Photo: Getty Images
No modern US president has been so far out of step with public opinion on a major foreign-policy issue as Donald Trump is on Russia’s war in Ukraine.
Both Trump and most Americans oppose deep US involvement in overseas conflicts. Few want to see more US troops drawn into endless wars. But the two sides diverge sharply on what a just outcome in Ukraine looks like — who should prevail, who should lose, and what is at stake morally and strategically. Those considerations appear to matter little to Trump. To him, it is simply another war that should be halted on humanitarian grounds. If he can stop it, even at Ukraine’s expense, it becomes another argument for a Nobel Peace Prize and a place in history alongside Theodore Roosevelt and Henry Kissinger, argues Joseph Bosco, former China director at the US Defense Department.

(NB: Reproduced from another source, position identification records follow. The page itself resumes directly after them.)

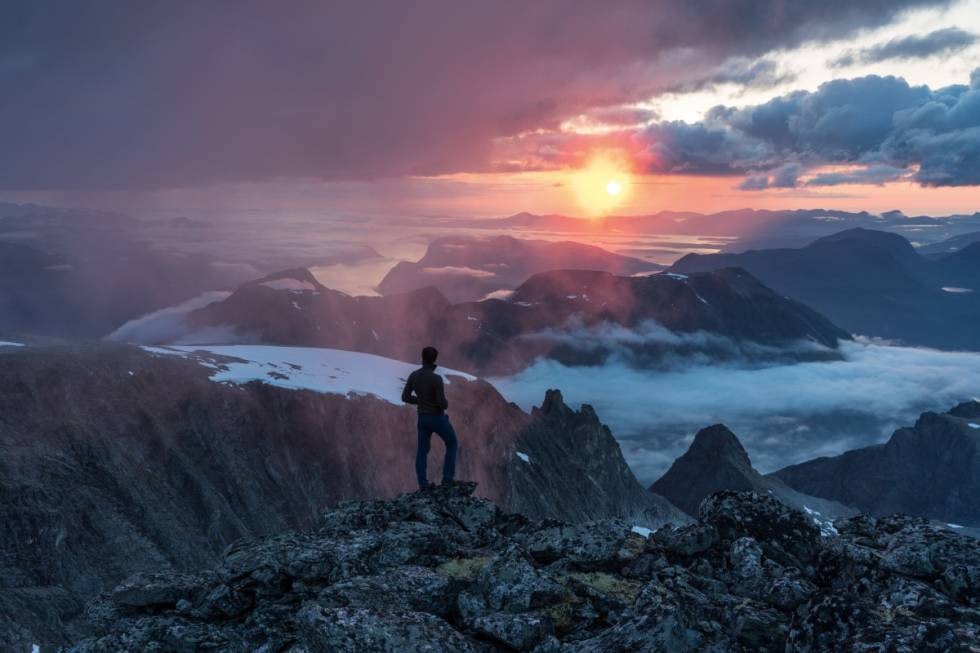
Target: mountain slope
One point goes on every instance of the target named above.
(716, 461)
(871, 283)
(469, 268)
(565, 314)
(115, 460)
(931, 469)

Ordinary Americans, however, know enough about Vladimir Putin to view him as one of the world’s worst criminals. His record includes his KGB past, nostalgia for Stalin’s USSR, the brutal war in Chechnya, the broken pledge in 1997 to respect Ukraine’s sovereignty after it gave up nuclear weapons, the 2008 invasion of Georgia, the first attack on Ukraine in 2014, the full-scale invasion in 2022 and the widespread war crimes that have followed.
None of this seems to matter to Trump. He has repeatedly praised Putin as “strong” and “genius.” During their meeting in Alaska, Trump showered him with compliments as though he were a conquering hero — a stark contrast with Trump’s hostile tone toward Ukraine’s president, Volodymyr Zelensky, during their meeting at the White House in February. Trump’s envoys, especially Steve Witkoff, have adopted the same posture.
Trump’s peace plan would require Ukraine to give up not only Crimea and most of the eastern territories occupied by Russia since 2014, but also large parts of the Donbas that Russia has failed to seize. Ukraine would also be required to scale back its military and pledge never to seek NATO membership.
Kyiv has repeatedly rejected such demands, as have NATO and EU members that now recognize the dangers of Russian expansionism and are unwilling to repeat the appeasement mistakes of World War II and the Cold War. In exchange for these sweeping concessions imposed on Ukraine by Washington, Russia promises only not to resume its aggression — a pledge Ukraine has ample reason to doubt.
“Trump knows these facts as well as anyone, yet he continues to take Putin at his word and tolerate his dismissive attitude toward Trump’s own demands. Putin now appears to have boxed Trump in, pushing him back toward the crude, aggressive stance he and vice president JD Vance showed Zelensky in February,” Bosco writes.
According to the author, both Trump and Putin are counting on Europe to peel away from Ukraine and on a war-weary population to eventually submit. The irony, he notes, is that these developments are taking place as the US prepares to mark the 250th anniversary of its fight against another authoritarian empire. Then, too, America lacked resources but possessed the determination to fight and die for its freedom — a resolve that inspired European states to support it.
“Perhaps history can repeat itself for Ukraine, even if this time the US finds itself on the side of the tyrant,” Bosco concludes.